Monday, March 16, 2009

We're in for a rough landing

As an atheist, I often wonder where the we're headed with regards to religion in this country. There are essentially three factions vying for influence: the secularists (atheists and agnostics who support secularism and favor a future where the power of religion over public life is lessened), conservative Christians (who wish to marry government more closely to religion and favor a "traditional" future for America, where the power of religion over public life is increased), and liberal Christians (who have far more moderate views than their conservative peers).

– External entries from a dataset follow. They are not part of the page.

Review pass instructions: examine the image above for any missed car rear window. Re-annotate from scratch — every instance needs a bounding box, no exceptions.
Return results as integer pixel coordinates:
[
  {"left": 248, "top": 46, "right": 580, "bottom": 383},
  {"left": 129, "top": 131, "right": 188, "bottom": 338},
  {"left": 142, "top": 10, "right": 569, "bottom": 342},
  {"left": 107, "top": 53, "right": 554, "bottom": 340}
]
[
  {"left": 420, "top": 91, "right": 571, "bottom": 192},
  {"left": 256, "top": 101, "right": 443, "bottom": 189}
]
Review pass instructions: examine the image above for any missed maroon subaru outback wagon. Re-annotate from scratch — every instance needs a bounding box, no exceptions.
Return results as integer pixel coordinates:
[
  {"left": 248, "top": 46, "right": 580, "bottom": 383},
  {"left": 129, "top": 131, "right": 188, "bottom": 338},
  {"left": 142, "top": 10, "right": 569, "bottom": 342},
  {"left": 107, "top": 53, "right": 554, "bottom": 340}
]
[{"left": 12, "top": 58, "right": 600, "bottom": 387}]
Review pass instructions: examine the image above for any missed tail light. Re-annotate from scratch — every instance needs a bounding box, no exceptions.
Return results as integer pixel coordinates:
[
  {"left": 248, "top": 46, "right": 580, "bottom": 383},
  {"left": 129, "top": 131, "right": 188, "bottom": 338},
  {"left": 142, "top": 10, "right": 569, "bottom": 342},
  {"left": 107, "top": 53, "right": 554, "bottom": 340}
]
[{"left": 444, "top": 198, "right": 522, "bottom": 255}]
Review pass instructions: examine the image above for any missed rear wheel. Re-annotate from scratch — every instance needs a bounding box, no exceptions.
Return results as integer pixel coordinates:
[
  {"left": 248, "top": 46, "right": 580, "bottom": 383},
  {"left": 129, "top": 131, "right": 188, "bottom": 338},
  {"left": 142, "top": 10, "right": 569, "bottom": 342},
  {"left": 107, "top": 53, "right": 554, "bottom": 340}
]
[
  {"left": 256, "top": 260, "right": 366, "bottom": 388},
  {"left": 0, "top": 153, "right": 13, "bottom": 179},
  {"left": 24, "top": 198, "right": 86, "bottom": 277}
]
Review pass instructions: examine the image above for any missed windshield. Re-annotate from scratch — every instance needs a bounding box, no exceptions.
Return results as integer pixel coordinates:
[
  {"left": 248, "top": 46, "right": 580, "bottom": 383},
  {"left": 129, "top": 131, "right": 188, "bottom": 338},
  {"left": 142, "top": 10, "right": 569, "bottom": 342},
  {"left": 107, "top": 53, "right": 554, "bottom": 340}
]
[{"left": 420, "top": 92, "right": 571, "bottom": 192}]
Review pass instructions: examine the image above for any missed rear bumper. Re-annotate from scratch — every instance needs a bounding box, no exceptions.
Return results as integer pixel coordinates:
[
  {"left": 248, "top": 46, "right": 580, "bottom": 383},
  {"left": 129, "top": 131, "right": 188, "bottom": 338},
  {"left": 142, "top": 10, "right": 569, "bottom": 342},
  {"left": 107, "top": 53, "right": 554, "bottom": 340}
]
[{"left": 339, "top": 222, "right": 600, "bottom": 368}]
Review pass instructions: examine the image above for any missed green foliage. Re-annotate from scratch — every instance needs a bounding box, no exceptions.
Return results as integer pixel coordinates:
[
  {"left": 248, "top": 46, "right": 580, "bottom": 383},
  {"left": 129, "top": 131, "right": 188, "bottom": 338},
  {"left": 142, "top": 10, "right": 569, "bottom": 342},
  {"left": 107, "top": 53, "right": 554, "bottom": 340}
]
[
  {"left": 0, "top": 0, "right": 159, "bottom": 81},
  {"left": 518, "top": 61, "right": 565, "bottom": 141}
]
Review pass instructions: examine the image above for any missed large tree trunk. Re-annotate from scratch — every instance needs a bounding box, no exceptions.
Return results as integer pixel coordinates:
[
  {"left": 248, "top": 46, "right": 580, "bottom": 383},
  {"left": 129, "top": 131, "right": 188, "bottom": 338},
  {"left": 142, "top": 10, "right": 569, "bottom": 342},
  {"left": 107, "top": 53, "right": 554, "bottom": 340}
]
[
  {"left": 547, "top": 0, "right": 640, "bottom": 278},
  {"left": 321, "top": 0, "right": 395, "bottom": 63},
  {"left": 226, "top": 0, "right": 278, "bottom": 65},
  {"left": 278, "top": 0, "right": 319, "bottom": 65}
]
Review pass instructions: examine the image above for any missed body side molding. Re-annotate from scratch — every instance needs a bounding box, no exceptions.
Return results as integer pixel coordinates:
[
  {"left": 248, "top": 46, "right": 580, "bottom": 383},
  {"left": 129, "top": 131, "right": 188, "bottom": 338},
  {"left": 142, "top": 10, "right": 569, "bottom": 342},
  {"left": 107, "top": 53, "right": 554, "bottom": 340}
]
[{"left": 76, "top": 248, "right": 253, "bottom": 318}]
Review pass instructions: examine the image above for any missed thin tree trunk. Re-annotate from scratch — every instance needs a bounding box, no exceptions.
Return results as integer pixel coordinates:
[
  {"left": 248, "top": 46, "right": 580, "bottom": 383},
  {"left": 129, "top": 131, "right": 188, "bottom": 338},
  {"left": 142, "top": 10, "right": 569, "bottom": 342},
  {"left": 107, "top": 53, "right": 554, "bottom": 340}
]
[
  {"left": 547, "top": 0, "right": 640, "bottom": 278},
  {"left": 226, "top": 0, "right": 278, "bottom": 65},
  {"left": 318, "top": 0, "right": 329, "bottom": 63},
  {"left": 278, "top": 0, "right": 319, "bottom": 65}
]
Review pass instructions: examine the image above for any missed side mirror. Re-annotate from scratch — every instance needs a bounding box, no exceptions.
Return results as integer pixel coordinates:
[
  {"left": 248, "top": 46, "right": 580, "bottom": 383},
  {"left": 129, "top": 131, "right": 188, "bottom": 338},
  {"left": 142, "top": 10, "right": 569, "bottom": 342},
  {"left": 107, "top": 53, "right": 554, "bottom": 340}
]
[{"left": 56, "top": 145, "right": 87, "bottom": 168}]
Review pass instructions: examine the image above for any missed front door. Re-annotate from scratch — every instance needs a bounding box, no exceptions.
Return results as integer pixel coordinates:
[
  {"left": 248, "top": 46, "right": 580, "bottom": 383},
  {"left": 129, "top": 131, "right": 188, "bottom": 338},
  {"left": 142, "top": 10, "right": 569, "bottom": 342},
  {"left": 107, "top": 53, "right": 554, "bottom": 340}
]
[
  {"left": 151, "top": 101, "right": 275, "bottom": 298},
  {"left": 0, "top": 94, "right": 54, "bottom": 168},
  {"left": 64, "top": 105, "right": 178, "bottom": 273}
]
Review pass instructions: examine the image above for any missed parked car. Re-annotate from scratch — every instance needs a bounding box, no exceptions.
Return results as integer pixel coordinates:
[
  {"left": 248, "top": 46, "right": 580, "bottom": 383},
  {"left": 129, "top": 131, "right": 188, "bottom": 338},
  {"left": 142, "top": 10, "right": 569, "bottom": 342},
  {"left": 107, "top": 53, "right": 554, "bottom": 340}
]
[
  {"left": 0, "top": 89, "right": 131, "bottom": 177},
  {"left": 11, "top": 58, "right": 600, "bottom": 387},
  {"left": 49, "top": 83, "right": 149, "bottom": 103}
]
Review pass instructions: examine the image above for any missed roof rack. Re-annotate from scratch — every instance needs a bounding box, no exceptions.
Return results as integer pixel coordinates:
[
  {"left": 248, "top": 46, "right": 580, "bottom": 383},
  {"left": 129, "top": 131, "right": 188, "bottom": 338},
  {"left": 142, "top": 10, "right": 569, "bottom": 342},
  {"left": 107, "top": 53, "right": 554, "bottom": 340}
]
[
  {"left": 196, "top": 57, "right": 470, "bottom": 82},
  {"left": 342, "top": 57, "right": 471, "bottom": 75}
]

I really did hope for a Soft Landing, but the ARIS poll indicates a mainline decline, liberal Christianity losing power with respect to conservative Christianity.
According to the American Religious Identification Survey, Christianity is losing ground in the United States, but evangelical Christianity is not. Just over a third of Americans are still born-again. Meanwhile, the mainline churches, beacons of progressive, rationalistic faith – the kind that could potentially act as a bridge between religious and non-religious Americans – are shrinking. "These trends … suggest a movement towards more conservative beliefs and particularly to a more 'evangelical' outlook among Christians," write the report's authors.
It seems that we're headed towards a future where liberal Christianity is powerless before their more conservative brethren, leading towards a country polarized between atheism and fundamentalism. I could be wrong about this, and I rather hope I am, because it could have harmful repercussions in the ongoing culture war.

The country as a whole continues to progress towards a more secular future, and I have no doubt that it will eventually be more similar to other western nations, where religiosity is quite low. But instead of making a smooth transition - with more aggressive and fundamentalist religious views dying out to more tolerable and reasonable ones as the country moves closer to secularism, we seem to be headed towards a more rougher transition, with extremist religious views long outlasting moderate religious views, with a death grip on the politics of a country whose populace longs for a more enlightened and less parochial state of affairs. We will indeed eventually achieve such a result, but what damages will the country endure from fundamentalist ideologies on the way out?